Where have I been all week? you might ask. Drawing these bottles! My finished project is pictured above. All told, this was a fifteen-hour drawing. Five weeks in, this is my first major project. I haven’t been critiqued on it yet. That will happen Monday and I finished after hours Friday. After measuring and plotting, the drawing started really taking shape sometime on Wednesday. Other first year students either finished the assignment very quickly or were busy with other projects and not quite started. So I didn’t have anyone at the exact same phase of the project to compare notes with as I slogged on this week.
I listened to this addictive and immersing podcast produced by Sarah Koenig from This American Life called Serial in which Koenig investigates a possible wrongful conviction on a real murder trial from 1999 involving Baltimore high school students. The story unfolds week by week with new episodes released Thursdays and as with all great whodunnits, there are no clear answers. (If you listen and are current on it please let me know so we can obsess over the details and logistics together.) This is all to say that I made my self cups of tea, binge-listened to the first four episodes and drew. Around Wednesday my peers and teachers started coming by to say they thought the drawing was really getting somewhere. At some point during the crime and intrigue coming from my headphones, a finished analytical drawing of eight bottles and one bowl emerged. The students who finished the project quickly did a good job and definitely got the geometry point of the exercise. I kept hearing Juliette in my ear about how we really need to push ourselves for accuracy. I can look at this and see places where two of the bottles got a little fat. But for the most part this was an exercise in “relentlessly seeking the truth” and not being afraid of erasing whole bottles or starting over.
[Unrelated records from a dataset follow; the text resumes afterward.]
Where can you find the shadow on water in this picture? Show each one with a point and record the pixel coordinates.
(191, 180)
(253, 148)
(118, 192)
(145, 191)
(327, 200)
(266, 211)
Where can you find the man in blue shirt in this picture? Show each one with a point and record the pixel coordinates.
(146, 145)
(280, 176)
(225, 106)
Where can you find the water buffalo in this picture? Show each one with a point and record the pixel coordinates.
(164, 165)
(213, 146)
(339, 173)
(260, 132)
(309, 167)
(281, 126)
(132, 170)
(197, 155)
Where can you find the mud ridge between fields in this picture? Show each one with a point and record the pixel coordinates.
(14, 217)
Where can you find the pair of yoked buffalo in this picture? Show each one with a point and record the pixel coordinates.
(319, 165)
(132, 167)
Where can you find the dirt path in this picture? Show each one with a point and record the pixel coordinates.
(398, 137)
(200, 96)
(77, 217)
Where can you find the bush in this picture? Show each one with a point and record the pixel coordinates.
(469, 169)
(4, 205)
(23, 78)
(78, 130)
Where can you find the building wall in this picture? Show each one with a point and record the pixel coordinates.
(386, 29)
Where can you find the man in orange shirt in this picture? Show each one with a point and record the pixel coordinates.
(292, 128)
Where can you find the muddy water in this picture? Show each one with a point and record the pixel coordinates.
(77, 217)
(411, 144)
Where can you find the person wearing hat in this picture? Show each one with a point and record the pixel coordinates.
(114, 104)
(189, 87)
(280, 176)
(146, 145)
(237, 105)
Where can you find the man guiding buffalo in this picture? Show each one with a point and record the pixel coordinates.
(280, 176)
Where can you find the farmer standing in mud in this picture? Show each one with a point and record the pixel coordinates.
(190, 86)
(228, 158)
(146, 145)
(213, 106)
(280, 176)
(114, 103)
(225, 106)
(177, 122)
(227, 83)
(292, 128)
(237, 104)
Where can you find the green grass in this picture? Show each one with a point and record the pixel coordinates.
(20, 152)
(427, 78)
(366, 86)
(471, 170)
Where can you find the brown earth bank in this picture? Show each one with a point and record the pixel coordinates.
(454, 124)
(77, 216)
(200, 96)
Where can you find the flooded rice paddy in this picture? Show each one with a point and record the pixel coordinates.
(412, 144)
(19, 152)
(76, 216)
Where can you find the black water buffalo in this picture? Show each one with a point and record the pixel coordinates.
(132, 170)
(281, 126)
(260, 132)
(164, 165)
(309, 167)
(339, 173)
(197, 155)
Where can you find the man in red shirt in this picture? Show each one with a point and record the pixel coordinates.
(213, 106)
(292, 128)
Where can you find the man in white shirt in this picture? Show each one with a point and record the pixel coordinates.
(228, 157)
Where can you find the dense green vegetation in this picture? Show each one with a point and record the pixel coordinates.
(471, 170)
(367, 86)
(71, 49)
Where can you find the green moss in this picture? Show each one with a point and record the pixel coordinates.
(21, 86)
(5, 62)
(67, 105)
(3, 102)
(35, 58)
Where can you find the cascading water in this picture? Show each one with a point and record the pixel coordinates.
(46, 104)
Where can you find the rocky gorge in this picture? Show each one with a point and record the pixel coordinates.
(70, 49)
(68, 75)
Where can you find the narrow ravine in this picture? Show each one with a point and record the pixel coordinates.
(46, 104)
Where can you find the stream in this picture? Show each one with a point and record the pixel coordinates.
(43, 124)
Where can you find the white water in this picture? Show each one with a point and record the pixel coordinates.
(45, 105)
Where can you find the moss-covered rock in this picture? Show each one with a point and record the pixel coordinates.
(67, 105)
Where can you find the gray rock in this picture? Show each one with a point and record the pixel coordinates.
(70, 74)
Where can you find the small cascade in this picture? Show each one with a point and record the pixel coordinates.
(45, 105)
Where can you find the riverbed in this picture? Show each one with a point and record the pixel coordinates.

At the end of the afternoon Friday, an assistant teacher came around and said I should have drawn on a larger sheet of paper so I could have more margin to frame it because then I could sell it. Sell it? He said it might look like the bleary-eyed slog of the past week but some people find these drawings fascinating. Truthfully, I had a great time doing it. It was the kind of precision work where you forget to breathe and hunch over awkwardly without realizing it, but I got so much better at knowing the way with each bottle that the excitement started to compound. We’re advised not to think of these exercises as fine art. We’re undergoing academic training for four years and then have the rest of our careers to be conscious of how our drawings and paintings look. For now we’re mastering the skills needed to create fine art and that means taking risks. Ones that might, and should, result in failure because thats where the learning happens. The bottle project however demands refinement. I think that’s why it was so easy to commit and pour myself into it. Analytical in this context means an accessible and attainable accuracy. Drawing from a model or en plein air is far harder, the truth more elusive. That’s what makes the heart quicken and the time fly in the life room where there’s a live model and infinite geometries. I don’t need a crime drama, it’s all happening on the paper in front of me and in the micro movements and expression of the model.
Next week I’ll begin using these analytical drawing lessons to draw the cast of a classical horse sculpture. We also will start our first two-week pose in the life room – the model will resume the same pose for ten mornings and hold it for three-hour sessions with breaks every twenty minutes. I’m interested to see how the analytical exercises start influencing my life room drawing and how it feeds my quest to strike a balance between straight lines and gestural expression. We’re starting week six Monday. My seeing and drawing instincts have already begun to rewire.